A lawmaker wants to protect workers from employer spying
Workers today are subject to more monitoring and tracking on the job — often without their knowledge — than ever before, advocates say.
Various productivity applications, often on workers' smartphones or other devices, track and predict delivery drivers' and warehouse workers' every move, collecting data on their location, speed, and accuracy in finishing orders, according to a study by UC Berkeley's Labor Center.
Meanwhile some employers install software on remote workers' computers to log their keystrokes, monitor their internet activity, or take screenshots at any moment — even turning on webcams to monitor them. If workers refuse to be tracked they are risking their jobs, advocates say.
Assemblymember Ash Kalra proposed a bill Monday that he said would ensure workers gain some protection from off-duty employer surveillance and retaliation.
The Workplace Technology Accountability Act, or AB 1651, would create a set of privacy standards for employer workplace monitoring tools.
The bill will be heard Wednesday in the Assembly's Committee on Labor and Employment.
It would require employers to give workers advance notice and explain how, when and why monitoring technology is being used on the job. It would prohibit employers from monitoring workers off duty or on their personal devices, and it would allow workers to view and correct data about them.
It also would ban the use of facial recognition technology, and it would stop employers from using algorithms to decide when and if an employee is to be disciplined or fired.
Kalra, a Democrat representing San Jose, said low-income workers of color often bear the brunt of workplace surveillance. Nationally, four out of 10 frontline workers are people of color, according to the Center for Economic and Policy Research in Washington D.C..
“Here in California with the Black and Latino workforce … they're the ones that are being asked to take on the burden of keeping our economy moving,” Kalra said.
“And yet they also, at the same time, are being asked more and more to be under surveillance and to be under the control in many ways (by) technologies that are designed to squeeze out every single ounce of productivity from them, without giving them the empowerment to have much say in their work environment.”
At the national level, exemptions in the Electronic Communications Privacy Act of 1986 gave employers the right to spy on workers' written and verbal communications.
In recent years the market for workplace surveillance technology has exploded, especially during the pandemic.
Coworker.org, a tech worker advocacy nonprofit, released a report last year on the rise of workplace surveillance tech. It found nearly a third of the more than 550 new workplace tech products and companies it cataloged were created in the last two years.

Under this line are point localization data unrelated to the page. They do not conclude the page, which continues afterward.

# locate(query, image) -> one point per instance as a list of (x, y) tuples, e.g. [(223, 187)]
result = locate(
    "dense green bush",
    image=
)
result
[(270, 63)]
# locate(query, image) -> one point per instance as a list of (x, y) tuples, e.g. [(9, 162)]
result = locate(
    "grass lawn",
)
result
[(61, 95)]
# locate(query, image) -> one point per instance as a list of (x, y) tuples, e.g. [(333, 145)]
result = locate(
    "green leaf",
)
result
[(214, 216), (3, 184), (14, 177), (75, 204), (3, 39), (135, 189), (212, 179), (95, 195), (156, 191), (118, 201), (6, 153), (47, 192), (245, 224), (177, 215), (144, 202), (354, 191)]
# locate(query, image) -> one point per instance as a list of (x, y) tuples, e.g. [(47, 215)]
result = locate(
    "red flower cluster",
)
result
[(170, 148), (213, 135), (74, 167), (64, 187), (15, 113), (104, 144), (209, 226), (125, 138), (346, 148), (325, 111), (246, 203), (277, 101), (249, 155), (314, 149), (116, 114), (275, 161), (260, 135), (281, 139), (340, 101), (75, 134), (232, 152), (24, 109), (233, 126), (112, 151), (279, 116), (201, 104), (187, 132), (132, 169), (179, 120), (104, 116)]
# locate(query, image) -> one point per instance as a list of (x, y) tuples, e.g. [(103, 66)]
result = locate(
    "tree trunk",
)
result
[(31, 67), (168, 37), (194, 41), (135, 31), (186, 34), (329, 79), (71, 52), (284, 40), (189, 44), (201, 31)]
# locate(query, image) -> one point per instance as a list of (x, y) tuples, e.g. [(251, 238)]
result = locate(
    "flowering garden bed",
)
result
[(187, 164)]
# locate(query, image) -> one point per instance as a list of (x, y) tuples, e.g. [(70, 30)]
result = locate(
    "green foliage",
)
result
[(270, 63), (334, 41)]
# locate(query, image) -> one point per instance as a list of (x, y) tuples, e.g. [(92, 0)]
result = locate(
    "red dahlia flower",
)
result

Similarly a 2021 UC Berkeley Labor Center report showed workers across various industries — including retail, hospitality, construction and healthcare — were subject to increased surveillance with little oversight from the government.
“It's really kind of the wild west out there, and employers are pretty free to do whatever they want with predictably negative effects on workers,” said Mitch Steiger,
a legislative advocate for the California Labor Federation.
He said monitoring has become routine in workplaces and unfair use of algorithms and productivity tracking increasingly are tied to disciplinary actions, often leading to physical injuries for workers.
Last month, the state of Washington's Department of Labor & Industries fined Amazon $60,000, noting that there was a “direct connection” between workers' joint and muscle disorders and the company's use of employee monitoring and discipline systems.
Work included hours of repetitive lifting and twisting at a fulfillment center in Kent, Wash. The department said Amazon's productivity tracking technology forced workers to overextend themselves to meet quotas with little time to recover without penalty.